Einführung Pfarrerin Weber

Sonntag, 2. April 10.00 Uhr 

Gottesdienst am Sonntag Judika

mit Einführung von Pfarrerin Christel Weber

in die Pfarrstelle unserer Gemeinde

mit Feier des Abendmahls.

- Superintendentin Burg und Pfarrerin Weber -  

Kirchenmusik: VokalTotal , Bläserkreis 

Anschließend für alle Gottesdienstbesucher Empfang im Gemeindehaus.

 

 

Geleitwort mit Abschiedsgruß

Liebe Gemeinde,

diesen Gemeindebrief erhalten Sie in der Passionszeit. Ein neueres Lied aus unserem Gesangbuch soll Sie in dieser Zeit begleiten: Loben wollen wir und ehren unsern Heiland Jesus Christ, der das Leiden und das Sterben auf sich nahm für unsre Schuld. (EG 555)

Jede Strophe beginnt mit den Worten „Loben wollen wir und ehren unsern Heiland Jesus Christ“. Im jeweils folgenden Versteil folgt die Erläuterung.

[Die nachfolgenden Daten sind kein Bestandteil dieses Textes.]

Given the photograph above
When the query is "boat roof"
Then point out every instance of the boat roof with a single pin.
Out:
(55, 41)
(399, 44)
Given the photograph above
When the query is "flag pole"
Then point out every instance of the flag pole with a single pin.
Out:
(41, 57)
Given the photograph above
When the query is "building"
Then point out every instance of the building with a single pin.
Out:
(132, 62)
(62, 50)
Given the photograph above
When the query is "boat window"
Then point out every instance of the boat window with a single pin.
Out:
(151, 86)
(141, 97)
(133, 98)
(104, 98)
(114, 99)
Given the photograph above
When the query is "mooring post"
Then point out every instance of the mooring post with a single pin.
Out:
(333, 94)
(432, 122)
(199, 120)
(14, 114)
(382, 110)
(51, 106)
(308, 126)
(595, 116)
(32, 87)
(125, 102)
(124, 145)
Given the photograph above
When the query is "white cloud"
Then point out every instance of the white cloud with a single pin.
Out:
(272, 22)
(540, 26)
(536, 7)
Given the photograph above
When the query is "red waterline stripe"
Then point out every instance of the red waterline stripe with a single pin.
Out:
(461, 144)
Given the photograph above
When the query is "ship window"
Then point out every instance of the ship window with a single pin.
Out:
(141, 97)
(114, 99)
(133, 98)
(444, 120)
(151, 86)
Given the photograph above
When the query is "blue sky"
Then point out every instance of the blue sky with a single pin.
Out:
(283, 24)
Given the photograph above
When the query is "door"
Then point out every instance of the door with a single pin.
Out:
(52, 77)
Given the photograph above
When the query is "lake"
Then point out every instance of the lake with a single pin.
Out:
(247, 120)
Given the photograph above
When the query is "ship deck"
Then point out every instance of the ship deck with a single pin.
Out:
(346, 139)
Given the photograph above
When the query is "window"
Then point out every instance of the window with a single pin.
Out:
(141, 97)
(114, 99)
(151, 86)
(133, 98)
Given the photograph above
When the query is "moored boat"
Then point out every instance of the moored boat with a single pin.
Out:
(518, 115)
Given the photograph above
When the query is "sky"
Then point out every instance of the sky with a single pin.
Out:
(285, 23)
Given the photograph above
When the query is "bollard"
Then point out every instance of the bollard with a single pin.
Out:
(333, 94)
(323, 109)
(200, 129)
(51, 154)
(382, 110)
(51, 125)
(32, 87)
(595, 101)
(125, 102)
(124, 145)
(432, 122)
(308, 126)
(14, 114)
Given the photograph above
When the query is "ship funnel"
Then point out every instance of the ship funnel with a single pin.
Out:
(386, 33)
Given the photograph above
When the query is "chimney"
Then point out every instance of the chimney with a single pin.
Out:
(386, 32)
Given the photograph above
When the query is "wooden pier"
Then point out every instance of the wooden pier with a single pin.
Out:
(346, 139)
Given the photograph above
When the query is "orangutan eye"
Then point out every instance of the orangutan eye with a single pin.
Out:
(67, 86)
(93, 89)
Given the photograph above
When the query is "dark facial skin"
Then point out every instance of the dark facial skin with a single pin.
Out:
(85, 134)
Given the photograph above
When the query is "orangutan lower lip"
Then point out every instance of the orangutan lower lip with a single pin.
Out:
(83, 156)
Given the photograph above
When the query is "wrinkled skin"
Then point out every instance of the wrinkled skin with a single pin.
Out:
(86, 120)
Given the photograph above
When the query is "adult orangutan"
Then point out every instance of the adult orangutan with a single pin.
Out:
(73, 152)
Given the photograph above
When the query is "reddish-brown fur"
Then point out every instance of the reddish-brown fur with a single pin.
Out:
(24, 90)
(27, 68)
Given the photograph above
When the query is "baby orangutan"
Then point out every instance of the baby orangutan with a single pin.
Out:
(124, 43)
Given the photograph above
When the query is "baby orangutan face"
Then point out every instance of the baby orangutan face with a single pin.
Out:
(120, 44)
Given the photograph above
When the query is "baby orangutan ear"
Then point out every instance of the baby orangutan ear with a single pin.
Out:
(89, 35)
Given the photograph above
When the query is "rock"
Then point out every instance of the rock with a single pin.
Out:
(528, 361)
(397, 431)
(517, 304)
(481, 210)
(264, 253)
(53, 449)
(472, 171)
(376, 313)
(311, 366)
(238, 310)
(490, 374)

Es wird die Passionsgeschichte erzählt, zuerst ganz allgemein: Jesus ist diesen Weg gegangen für die Schuld der Menschen, er ist mit ihnen in aller Schuld solidarisch geworden. Dann im Einzelnen: der Verrat, die Gefangennahme, die Folter, die Kreuzigung. Und schließlich, bevor sich der Blick auf Ostern hin weitet, eine Deutung dieses Geschehens: Jesus ist diesen Weg gegangen, „damit wir ewig leben“ – mit ihm verbunden sind, weil er sich mit uns verbunden hat. Hier könnte sich das Osterlied „Wir wollen alle fröhlich sein“ (EG 100) anschließen!

Wer die Melodie dieses Passionsliedes hört und es selber singt, der merkt sofort, dass es eine beschwingte Melodie ist. Fast hat man den Eindruck, dass man nach dieser Melodie tanzen könnte.

Passt dieses Lied in die Passionszeit? Es ist doch so anders als z.B. O Haupt voll Blut und Wunden (EG 85).

Passt das denn in die Passionszeit – Gott loben und ehren – und dabei auch noch fröhlich singen und musizieren? Ja, das passt genau. Gott loben und ehren heißt dankbar sein, dass er allem Leiden und Sterben dieser Welt nicht ausgewichen ist, dass er diesen Weg für und mit jedem Menschen gegangen ist, dass wir deshalb in allen hellen und dunklen Stunden unseres Lebens von diesem Gott nicht getrennt sind.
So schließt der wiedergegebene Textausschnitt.